Chronikbeitrag aus: Jahrbücher für Geschichte Osteuropas 59 (2011) H. 1 S. 148-150

Verfasst von:Ludwig Steindorff

 

Frank Kämpfer 1938–2010

Am 12. November 2010 verstarb Frank Kämpfer in Hamburg nach kurzer Krankheit im Alter von 72 Jahren. Er war in den vergangenen vier Jahrzehnten, davon die längste Zeit in Münster, eine der prägenden Gestalten der deutschsprachigen Forschung zur Geschichte des Kiewer und des Moskauer Reiches. Und auch wenn er nach seiner Pensionierung 2003 vielfach erklärt hatte, er werde sich nun nicht mehr mit Altrussland beschäftigen, ist er den Jahrbüchern für Geschichte Osteuropas als Autor und Rezensent zu diesem Themenbereich bis ins Jahr 2010 treu geblieben.

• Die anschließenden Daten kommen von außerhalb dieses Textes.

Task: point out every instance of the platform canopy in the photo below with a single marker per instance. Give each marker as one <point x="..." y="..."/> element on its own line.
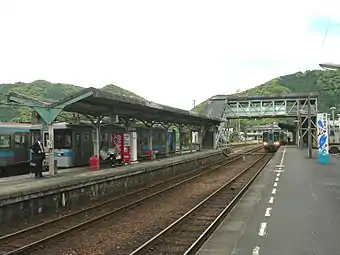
<point x="279" y="96"/>
<point x="94" y="102"/>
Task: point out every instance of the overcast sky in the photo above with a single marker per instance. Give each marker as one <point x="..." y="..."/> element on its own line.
<point x="170" y="52"/>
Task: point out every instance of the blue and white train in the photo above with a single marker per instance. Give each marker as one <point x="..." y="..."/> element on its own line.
<point x="73" y="143"/>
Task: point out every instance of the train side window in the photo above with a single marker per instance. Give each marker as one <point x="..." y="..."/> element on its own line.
<point x="86" y="137"/>
<point x="78" y="144"/>
<point x="62" y="139"/>
<point x="17" y="139"/>
<point x="5" y="141"/>
<point x="46" y="138"/>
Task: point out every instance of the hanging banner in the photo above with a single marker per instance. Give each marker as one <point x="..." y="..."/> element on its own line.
<point x="323" y="146"/>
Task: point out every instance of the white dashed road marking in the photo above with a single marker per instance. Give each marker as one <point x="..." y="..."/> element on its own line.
<point x="263" y="229"/>
<point x="256" y="250"/>
<point x="268" y="210"/>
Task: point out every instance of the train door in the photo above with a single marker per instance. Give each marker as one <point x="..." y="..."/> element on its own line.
<point x="78" y="149"/>
<point x="87" y="146"/>
<point x="20" y="152"/>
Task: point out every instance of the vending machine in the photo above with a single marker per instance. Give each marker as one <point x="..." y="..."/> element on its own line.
<point x="122" y="145"/>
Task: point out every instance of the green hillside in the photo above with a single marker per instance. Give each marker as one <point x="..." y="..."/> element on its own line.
<point x="326" y="83"/>
<point x="43" y="90"/>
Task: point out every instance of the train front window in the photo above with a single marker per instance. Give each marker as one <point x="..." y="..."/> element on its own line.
<point x="5" y="141"/>
<point x="62" y="139"/>
<point x="270" y="137"/>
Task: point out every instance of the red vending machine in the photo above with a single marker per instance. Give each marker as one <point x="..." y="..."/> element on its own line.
<point x="122" y="144"/>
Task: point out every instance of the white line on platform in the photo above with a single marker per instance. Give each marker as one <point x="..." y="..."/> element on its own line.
<point x="263" y="228"/>
<point x="256" y="250"/>
<point x="268" y="210"/>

Vor allem aber nahm er 2008 an der X. Internationalen Konferenz zur altrussischen Geschichte in Kiel teil und verfasste einen Beitrag zum 2010 erschienenen Konferenzband. Auf der Konferenz selbst hat er, überraschend für alle Anwesenden, gar nicht seinen vorliegenden Beitrag zur Diskussion gestellt, sondern stattdessen eine Würdigung seines 1996 verstorbenen Lehrers und Förderers Werner Philipp vorgenommen und auf die Bezüge zwischen dessen Werk und gegenwärtiger Historiographie zu Altrussland verwiesen.

Frank Kämpfer wurde am 30. Juli 1938 in Rostock geboren. Nach dem Abitur in Dresden 1957 sah man ihn im Zuge der Kaderpolitik für eine Ausbildung zum Flugzeugtechniker vor. Seinen persönlichen Berufswünschen folgend, ging Frank Kämpfer 1961 nach Westberlin und begann an der Freien Universität das Studium der Osteuropäischen Geschichte, Slavistik und Kunstgeschichte. Schon 1966 promovierte er bei Werner Philipp mit einer Arbeit über die Eroberung des Zartums Kazan’ 1552 als Gegenstand der zeitgenössischen Historiographie; ergänzend hierzu publizierte er die kommentierte Übersetzung der für dieses Thema zentralen Quelle, die „Historie vom Zartum Kasan“.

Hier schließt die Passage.